L’obiettivo è quello di creare le condizioni regolatorie per un ecosistema comunitario che permetta alle aziende del settore di competere sul mercato creando le basi per la Raccomandazione che l’Unione Europea emetterà in futuro
In sostanza, la Commissione prende atto delle preoccupazioni delle aziende del settore per la pirateria dovute anche alla mancanza di una legislazione comune tra i Paesi dell’Unione in materia di diritto d’autore esprimendo nel contempo il timore che le questioni inerenti il copyright e la pirateria online possano produrre in Europa “iniziative nazionali contraddittorie” a danno della competitività dei Paesi-membri.
Di qui la proposta che le società nazionali di gestione collettiva dei diritti integrino i loro sistemi. Tanto per fare un esempio oggi l’autore di un’opera deve avere un accordo di copyright separato per ciascuno dei 27 Paesi membri.
La proposta non sembra sia stata così apprezzata dalle società come la Siae che hanno impugnato, tramite la loro associazione, la delibera.
Informare più che reprimere
I suggerimenti conclusivi dell’Agcom non vanno quindi nella direzione di esplorare le misure punitive quanto nel proporre soluzioni che possono risolvere il fenomeno a partire da puntuali campagne di informazione per rendere gli utenti Internet più consapevoli delle norme in vigore e del loro significato. Ciò anche perché l’approccio basato solamente su divieti e sanzioni per la repressione dei comportamenti illegali sembra aver fino a ora prodotto ben pochi risultati.

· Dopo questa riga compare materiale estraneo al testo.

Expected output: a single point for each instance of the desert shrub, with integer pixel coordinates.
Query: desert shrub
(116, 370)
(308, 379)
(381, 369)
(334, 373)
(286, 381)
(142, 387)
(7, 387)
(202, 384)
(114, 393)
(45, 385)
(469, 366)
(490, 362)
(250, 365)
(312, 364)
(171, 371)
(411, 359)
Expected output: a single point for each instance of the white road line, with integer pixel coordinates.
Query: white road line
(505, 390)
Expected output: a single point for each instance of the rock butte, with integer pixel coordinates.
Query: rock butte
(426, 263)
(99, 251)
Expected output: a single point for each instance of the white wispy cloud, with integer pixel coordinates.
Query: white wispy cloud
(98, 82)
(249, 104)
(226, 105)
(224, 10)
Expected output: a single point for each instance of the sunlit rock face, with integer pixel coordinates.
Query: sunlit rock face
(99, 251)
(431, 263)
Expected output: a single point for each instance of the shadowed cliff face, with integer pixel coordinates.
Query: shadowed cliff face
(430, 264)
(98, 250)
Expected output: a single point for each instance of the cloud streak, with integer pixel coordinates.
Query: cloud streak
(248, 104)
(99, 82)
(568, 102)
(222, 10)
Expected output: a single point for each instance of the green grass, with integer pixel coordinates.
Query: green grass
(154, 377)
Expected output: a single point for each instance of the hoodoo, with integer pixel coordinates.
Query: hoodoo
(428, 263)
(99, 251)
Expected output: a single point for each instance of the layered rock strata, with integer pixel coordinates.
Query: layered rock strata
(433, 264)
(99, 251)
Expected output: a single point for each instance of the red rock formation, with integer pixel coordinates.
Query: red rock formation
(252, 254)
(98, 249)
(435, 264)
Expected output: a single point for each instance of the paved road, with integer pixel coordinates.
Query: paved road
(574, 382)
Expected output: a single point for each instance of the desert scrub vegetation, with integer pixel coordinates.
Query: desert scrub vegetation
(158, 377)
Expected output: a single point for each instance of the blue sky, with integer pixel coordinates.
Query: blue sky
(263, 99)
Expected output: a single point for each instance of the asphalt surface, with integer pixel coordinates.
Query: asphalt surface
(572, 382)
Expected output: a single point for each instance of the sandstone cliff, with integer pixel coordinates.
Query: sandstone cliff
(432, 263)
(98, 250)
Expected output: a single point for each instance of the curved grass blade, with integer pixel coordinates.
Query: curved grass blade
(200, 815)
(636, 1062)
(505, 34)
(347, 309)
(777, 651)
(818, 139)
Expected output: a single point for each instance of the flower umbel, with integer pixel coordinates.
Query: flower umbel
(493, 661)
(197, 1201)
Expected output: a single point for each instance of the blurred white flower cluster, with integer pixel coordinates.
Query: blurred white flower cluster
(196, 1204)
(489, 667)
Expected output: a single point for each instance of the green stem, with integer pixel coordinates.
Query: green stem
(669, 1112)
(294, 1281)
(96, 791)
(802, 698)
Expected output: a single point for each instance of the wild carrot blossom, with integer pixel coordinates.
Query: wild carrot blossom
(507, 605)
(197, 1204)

Fra le soluzioni, al fine di ripensare in modo unitario (cioè con Siae, Isp, fornitori di contenuti e associazioni di consumatori), trovano spazio alcune ipotesi fra le quali:
– L’introduzione di una tassa di scopo (a carico degli abbonati) destinata a un equo compenso per i titolari dei diritti. In sostanza un incremento tariffario obbligatorio per l’accesso a Internet in grado di garantire una sorta di immunità, per esempio, nell’utilizzo del peer to peer. Come tutte le misure di equo compenso la critica immediata che tale misura può suscitare è di essere non selettiva nel senso di gravare su tutti, anche su chi non ha attività di accesso a contenuti dotati di copyright.
– La formulazione di una sorta di adesione volontaria denominata “licenza collettiva estesa” per la quale gli enti come la Siae negoziano per conto degli autori la licenza con gli operatori di rete che veicolano i contenuti su Internet. Il modello è simile a quello adottato dal sistema radiofonico. Gli Isp sarebbero successivamente liberi di trasferire tali licenze ai propri abbonati (tutti o solo in parte) anche tramite una differenziazione dell’offerta di accesso.
Non appare semplice prendere posizione di fronte a temi così complessi e dotati di risvolti giuridico-economici pesanti, ma a fronte della sterilità del dibattito fino ad ora praticato non vi è altra soluzione che dotarsi di conoscenze puntuali ed elevare il livello del dibattito stesso.